68.193 Pasien COVID-19 di Iran Sembuh
-
Pasien COVID-19 di Iran.
Juru bicara Kementerian Kesehatan Iran Kianoush Jahanpour mengatakan, pasien COVID-19 yang sembuh meningkat dan hingga sekarang 68.193 pasien virus ini telah sembuh dan diizinkan pulang dari rumah sakit.
"Sejak Jumat siang hingga hari ini (Sabtu siang ini), berdasarkan hasil tes laboratorium, ada 1.134 pasien baru yang terinfeksi virus Corona, sehingga jumlah total pasien yang terinfeksi virus ini menjadi 89.328 orang," kata Jahanpour, Sabtu (25/4/2020) siang.

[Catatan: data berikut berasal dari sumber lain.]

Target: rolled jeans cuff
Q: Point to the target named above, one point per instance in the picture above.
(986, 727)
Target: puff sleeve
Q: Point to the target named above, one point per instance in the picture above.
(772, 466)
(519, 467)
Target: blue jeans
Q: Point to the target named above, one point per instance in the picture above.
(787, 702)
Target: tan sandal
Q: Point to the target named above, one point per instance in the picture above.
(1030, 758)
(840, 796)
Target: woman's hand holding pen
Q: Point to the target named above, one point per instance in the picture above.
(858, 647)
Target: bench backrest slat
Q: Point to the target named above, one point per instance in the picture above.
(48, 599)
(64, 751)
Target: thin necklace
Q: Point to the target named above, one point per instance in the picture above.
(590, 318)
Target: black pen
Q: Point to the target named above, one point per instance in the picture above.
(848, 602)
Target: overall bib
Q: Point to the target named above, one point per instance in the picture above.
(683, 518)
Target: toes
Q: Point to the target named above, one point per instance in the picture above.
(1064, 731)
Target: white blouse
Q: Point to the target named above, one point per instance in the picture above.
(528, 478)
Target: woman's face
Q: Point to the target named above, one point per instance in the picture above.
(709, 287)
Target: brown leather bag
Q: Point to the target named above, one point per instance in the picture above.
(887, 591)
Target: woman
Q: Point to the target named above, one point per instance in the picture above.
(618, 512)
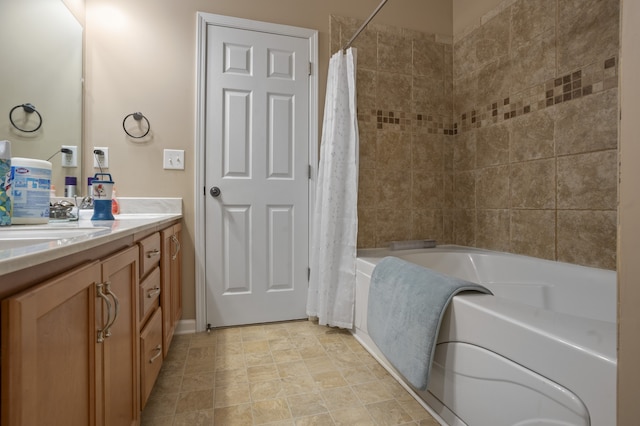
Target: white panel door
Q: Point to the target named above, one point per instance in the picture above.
(256, 178)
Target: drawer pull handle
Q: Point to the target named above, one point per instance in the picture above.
(156, 356)
(154, 252)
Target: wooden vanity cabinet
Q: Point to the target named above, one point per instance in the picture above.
(70, 347)
(171, 268)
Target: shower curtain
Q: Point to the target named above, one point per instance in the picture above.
(331, 294)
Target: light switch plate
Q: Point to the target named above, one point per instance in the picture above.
(173, 159)
(101, 160)
(70, 160)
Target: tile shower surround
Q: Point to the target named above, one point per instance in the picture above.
(514, 148)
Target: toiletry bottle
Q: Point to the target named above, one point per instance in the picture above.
(70, 185)
(5, 184)
(115, 206)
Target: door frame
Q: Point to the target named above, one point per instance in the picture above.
(203, 20)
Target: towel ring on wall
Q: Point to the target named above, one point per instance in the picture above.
(28, 109)
(138, 116)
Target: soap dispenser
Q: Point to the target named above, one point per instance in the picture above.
(102, 197)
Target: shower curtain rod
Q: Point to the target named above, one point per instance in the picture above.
(363, 26)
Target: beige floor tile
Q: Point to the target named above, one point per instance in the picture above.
(358, 375)
(227, 362)
(283, 374)
(306, 404)
(388, 413)
(270, 410)
(355, 416)
(194, 418)
(236, 415)
(292, 368)
(261, 373)
(340, 398)
(319, 364)
(329, 379)
(299, 384)
(161, 405)
(232, 394)
(256, 346)
(230, 376)
(199, 381)
(371, 392)
(271, 389)
(316, 420)
(194, 401)
(253, 359)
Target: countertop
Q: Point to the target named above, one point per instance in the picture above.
(139, 216)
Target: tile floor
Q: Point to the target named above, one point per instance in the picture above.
(293, 373)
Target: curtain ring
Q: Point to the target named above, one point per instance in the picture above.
(29, 109)
(138, 116)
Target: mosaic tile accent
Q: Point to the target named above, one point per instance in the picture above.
(591, 79)
(398, 120)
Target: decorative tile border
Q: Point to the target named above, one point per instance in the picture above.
(588, 80)
(591, 79)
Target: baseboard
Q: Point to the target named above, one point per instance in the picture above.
(186, 327)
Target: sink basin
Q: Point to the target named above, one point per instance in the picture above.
(22, 236)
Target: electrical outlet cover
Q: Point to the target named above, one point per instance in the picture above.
(103, 159)
(173, 159)
(70, 160)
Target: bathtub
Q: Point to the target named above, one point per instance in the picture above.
(540, 351)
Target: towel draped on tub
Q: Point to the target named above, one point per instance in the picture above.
(406, 305)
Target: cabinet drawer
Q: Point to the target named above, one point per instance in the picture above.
(151, 355)
(150, 293)
(149, 253)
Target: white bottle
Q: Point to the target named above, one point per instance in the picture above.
(5, 183)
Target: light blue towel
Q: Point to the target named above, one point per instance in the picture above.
(406, 305)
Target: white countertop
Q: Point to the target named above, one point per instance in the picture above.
(138, 215)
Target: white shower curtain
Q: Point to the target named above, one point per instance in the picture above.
(335, 220)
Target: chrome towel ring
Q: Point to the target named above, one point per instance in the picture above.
(138, 116)
(28, 109)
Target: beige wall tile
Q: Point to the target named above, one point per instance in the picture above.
(427, 190)
(532, 136)
(464, 227)
(587, 237)
(531, 18)
(492, 145)
(533, 233)
(533, 184)
(493, 231)
(492, 188)
(464, 190)
(427, 224)
(394, 53)
(428, 59)
(588, 31)
(588, 181)
(587, 124)
(533, 62)
(393, 91)
(393, 190)
(464, 151)
(393, 224)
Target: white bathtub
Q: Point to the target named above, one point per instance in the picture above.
(540, 351)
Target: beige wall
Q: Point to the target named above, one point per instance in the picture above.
(629, 226)
(140, 56)
(468, 13)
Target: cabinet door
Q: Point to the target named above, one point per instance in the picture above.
(49, 351)
(119, 387)
(171, 282)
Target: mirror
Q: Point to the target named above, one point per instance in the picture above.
(41, 64)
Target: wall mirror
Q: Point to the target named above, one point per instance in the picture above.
(41, 64)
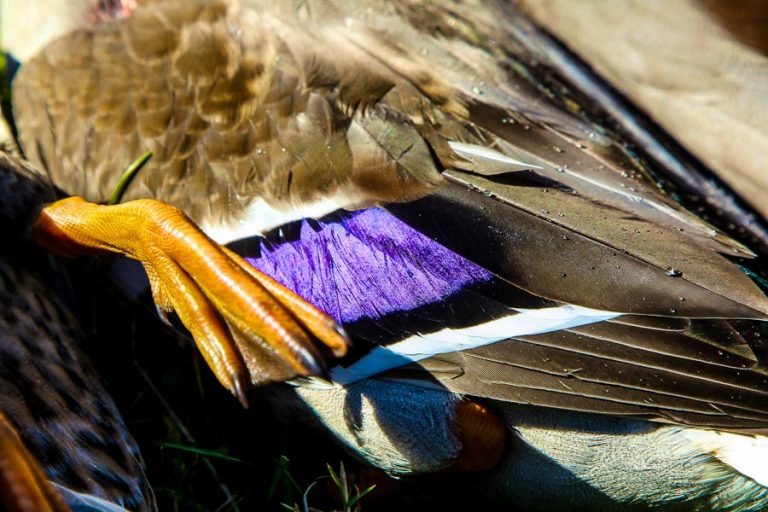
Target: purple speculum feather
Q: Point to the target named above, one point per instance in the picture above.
(366, 264)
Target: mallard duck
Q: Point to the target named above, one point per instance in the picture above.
(63, 444)
(522, 295)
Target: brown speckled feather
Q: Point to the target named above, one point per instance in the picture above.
(48, 388)
(261, 112)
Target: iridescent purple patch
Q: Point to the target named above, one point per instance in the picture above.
(367, 264)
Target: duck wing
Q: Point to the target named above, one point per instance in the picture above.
(506, 195)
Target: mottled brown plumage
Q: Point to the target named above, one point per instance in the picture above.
(262, 112)
(48, 389)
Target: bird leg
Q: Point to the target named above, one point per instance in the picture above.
(23, 484)
(233, 312)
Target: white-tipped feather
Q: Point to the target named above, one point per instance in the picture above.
(415, 348)
(745, 453)
(477, 154)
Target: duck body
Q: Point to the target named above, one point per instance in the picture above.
(50, 392)
(479, 231)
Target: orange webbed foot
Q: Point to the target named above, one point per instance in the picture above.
(247, 326)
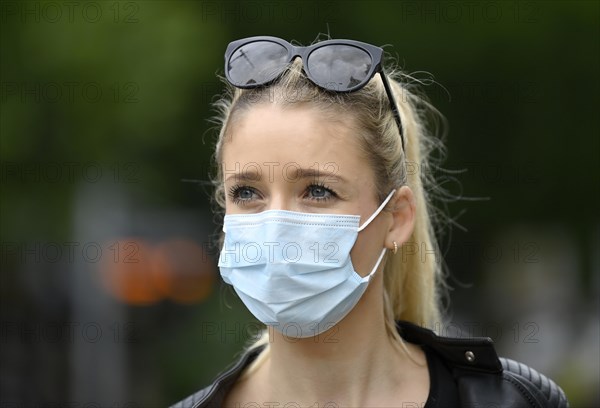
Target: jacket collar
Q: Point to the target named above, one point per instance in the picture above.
(462, 354)
(473, 353)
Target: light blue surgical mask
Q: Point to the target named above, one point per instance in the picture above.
(293, 270)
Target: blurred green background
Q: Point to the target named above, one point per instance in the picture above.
(110, 295)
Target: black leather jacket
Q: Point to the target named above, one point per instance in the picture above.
(483, 380)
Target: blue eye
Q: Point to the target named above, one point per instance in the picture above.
(241, 194)
(319, 192)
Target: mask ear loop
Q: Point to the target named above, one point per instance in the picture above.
(376, 213)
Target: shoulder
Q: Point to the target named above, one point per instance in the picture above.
(484, 379)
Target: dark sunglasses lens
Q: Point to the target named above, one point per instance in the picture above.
(256, 63)
(339, 67)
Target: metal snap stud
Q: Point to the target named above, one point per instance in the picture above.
(470, 356)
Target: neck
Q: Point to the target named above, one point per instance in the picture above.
(348, 364)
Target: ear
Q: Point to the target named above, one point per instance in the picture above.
(403, 209)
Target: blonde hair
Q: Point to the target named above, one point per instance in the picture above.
(412, 277)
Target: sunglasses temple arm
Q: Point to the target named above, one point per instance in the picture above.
(395, 111)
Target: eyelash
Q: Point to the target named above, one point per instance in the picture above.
(235, 190)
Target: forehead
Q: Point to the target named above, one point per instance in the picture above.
(269, 137)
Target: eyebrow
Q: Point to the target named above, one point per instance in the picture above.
(294, 174)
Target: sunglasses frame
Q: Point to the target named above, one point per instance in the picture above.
(376, 54)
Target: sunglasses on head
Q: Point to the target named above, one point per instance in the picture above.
(334, 65)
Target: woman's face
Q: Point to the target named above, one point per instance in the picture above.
(293, 159)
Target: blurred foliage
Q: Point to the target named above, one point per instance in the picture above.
(126, 87)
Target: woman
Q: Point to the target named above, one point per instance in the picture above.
(312, 157)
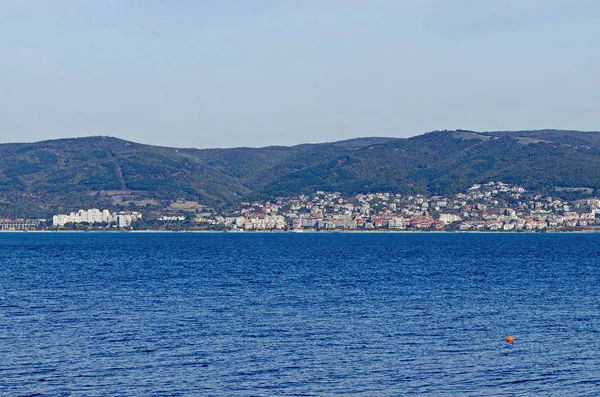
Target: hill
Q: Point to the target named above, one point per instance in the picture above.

Dia menambahkan, sayangnya selama 24 jam lalu, 76 pasien yang terinfeksi Covid-19 di Iran meningal dunia, sehingga jumlah total yang meninggal dunia hingga sekarang mencapai 5.650 orang. Sementara 3.096 pasien dalam kondisi kritis.
Virus Corona telah menyebar ke lebih dari 111 negara dan jumlah korban jiwa akibat virus ini di seluruh dunia hingga Sabtu pagi, 25 April 2020 telah mencapai 195.489 orang.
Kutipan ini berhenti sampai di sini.